Nach rund einer Stunde war der Wahlkampfabschluss auch schon wieder erledigt. Zuvor hatte das Team mit technischen Schwierigkeiten zu kämpfen gehabt: "Das Museumsquartier hat uns den Strom abgedreht, weil sie keine politische Veranstaltung wollen", begründete diese Wahlkampfleiter Milo Tesselaar.

Hundstorfer: "Integrationskraft eines Landes sein"

SPÖ-Präsidentschaftskandidat Rudolf Hundstorfer beging am Freitagabend den Abschluss seines Wahlkampfes dort, wohin ihn seine Kandidatur führen soll, nämlich in der Hofburg. "Die Integrationskraft eines Landes zu sein, das verstehe ich unter einem Bundespräsidenten und ein solcher Bundespräsident möchte ich werden", zeigte er sich vor rund 700 Unterstützern zuversichtlich.

Groß inszeniert wurde bereits das Eintreffen des Kandidaten, der gemeinsam mit seiner Frau Karin Risser und begleitet von einem Team aus Wahlhelfern knapp zehn Minuten lang zu lauter Musik und Applaus in den rot ausgeleuchteten Großen Redoutensaal einzog. Im Rahmen der rund eineinhalbstündigen, streng durchgeplanten Veranstaltung kamen unter anderem Bürgermeister aus verschiedenen Gemeinden sowie der burgenländische Landeshauptmann Hans Niessl, der Kärntner Landeshauptmann Peter Kaiser und der Wiener Bürgermeister Michael Häupl zu Wort, um "unseren Rudi" als Kämpfer für soziale Gerechtigkeit und Brückenbauer zu loben.

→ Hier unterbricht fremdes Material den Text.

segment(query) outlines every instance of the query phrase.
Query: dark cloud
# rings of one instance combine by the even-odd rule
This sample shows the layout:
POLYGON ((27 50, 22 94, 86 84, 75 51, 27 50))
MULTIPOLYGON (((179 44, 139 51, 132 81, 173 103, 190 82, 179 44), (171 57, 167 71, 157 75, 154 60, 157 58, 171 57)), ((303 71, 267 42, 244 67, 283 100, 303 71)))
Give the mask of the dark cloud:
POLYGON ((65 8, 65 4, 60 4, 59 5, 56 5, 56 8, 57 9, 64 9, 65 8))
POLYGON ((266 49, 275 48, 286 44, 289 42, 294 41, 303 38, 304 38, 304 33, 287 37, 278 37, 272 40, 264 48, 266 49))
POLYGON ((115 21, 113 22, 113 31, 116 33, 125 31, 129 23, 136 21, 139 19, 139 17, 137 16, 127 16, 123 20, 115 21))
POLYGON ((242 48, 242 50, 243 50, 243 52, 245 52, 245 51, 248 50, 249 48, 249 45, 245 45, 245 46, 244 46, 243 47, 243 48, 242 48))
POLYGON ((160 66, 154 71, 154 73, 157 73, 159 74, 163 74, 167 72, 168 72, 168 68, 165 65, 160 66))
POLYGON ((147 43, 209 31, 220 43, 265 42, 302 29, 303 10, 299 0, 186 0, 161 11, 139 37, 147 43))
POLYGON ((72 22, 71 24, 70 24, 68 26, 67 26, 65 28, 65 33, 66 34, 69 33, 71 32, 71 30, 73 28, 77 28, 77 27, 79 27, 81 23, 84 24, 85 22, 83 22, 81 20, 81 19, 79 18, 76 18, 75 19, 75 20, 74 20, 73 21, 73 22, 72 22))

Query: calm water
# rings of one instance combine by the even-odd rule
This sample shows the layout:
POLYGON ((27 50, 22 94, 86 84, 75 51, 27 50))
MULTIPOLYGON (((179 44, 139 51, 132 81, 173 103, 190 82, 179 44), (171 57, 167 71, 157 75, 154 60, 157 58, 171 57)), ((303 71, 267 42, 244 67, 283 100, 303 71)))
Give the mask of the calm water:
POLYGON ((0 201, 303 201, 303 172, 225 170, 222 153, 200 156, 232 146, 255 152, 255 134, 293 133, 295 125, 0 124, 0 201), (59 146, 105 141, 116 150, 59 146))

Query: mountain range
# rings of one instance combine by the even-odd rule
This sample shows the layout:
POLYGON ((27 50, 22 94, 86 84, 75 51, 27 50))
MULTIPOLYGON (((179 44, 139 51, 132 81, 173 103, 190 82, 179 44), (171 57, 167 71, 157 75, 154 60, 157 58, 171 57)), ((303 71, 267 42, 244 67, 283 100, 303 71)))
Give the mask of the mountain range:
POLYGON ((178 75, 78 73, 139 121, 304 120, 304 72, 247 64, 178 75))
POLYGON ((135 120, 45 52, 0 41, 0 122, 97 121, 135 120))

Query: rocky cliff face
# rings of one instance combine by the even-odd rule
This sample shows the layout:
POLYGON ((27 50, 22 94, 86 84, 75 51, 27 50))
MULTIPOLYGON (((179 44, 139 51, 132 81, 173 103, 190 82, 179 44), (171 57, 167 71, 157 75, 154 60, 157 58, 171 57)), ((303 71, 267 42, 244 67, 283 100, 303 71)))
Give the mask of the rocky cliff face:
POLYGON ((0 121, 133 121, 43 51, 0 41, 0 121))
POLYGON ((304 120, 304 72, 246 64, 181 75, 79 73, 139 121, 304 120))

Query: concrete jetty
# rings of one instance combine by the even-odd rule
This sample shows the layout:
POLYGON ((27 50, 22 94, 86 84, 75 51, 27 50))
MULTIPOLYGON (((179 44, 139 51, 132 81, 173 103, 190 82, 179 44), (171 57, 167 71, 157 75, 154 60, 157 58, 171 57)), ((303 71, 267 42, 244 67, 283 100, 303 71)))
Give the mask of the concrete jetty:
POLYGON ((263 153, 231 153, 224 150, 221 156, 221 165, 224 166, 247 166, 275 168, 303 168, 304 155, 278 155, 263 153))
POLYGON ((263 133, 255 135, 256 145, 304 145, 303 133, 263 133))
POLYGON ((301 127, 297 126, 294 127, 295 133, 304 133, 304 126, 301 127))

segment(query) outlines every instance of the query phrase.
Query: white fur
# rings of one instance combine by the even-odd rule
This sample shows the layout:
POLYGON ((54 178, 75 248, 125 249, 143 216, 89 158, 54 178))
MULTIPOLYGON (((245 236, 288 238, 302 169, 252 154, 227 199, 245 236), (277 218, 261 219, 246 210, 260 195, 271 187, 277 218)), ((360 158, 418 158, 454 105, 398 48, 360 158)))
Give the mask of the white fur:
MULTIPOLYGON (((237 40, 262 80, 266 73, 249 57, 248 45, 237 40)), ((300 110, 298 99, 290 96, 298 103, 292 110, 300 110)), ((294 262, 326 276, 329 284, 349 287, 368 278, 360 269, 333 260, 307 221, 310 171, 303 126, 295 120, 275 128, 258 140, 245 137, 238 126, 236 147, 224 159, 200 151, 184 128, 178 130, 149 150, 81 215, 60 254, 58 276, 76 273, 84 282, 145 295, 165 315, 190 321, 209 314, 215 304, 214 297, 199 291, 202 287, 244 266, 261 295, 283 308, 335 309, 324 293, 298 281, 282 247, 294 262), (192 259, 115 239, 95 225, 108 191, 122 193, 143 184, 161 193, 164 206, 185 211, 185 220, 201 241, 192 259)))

Österreich brauche einen Präsidenten, der sich zu Fairness und Gerechtigkeit bekenne und dem das Land vertrauen kann. "Wir brauchen dich, Rudi Hundstorfer", betonte auch Parteichef und Bundeskanzler Werner Faymann. Österreich sei ein Land, "dass sich einen Ruf aufgebaut hat, ein Land, in dem sozialer Wohlstand für breite Bevölkerungsschichten erreicht wurde", so Faymann. "Dafür steht unser Rudolf Hundstorfer als jemand, der das Gemeinsame sucht und nicht den Hass schürt."

Seitenhiebe in Richtung der Konkurrenz gab es vor allem gegen den blauen Präsidentschaftskandidaten Norbert Hofer. "Wir brauchen jemanden, der Brücken baut, der mit Erfahrung und einem guten Schmäh die Leute zusammenführt", meinte Häupl. "Was wir mit Sicherheit nicht brauchen, ist ein deutschtümelnder Rambo, auch wenn er als Smiley vom Strache herumläuft", so Häupl. "Rudi, keine Frage, wir wollen, dass du Bundespräsident wirst und wir arbeiten auch dafür", betonte der Wiener Bürgermeister.

Hundstorfer bedankte sich in seiner Rede bei den Wahlhelfern und Unterstützern und rief diese zum Endspurt im Kampf um die Stimmen auf: "Wir haben noch 48 Stunden, bitte nützen wir diese 48 Stunden. Wenn wir am Sonntag in der Früh, wenn die Wahllokale öffnen, alle keine Stimme mehr haben, dann haben wir sie richtig genützt."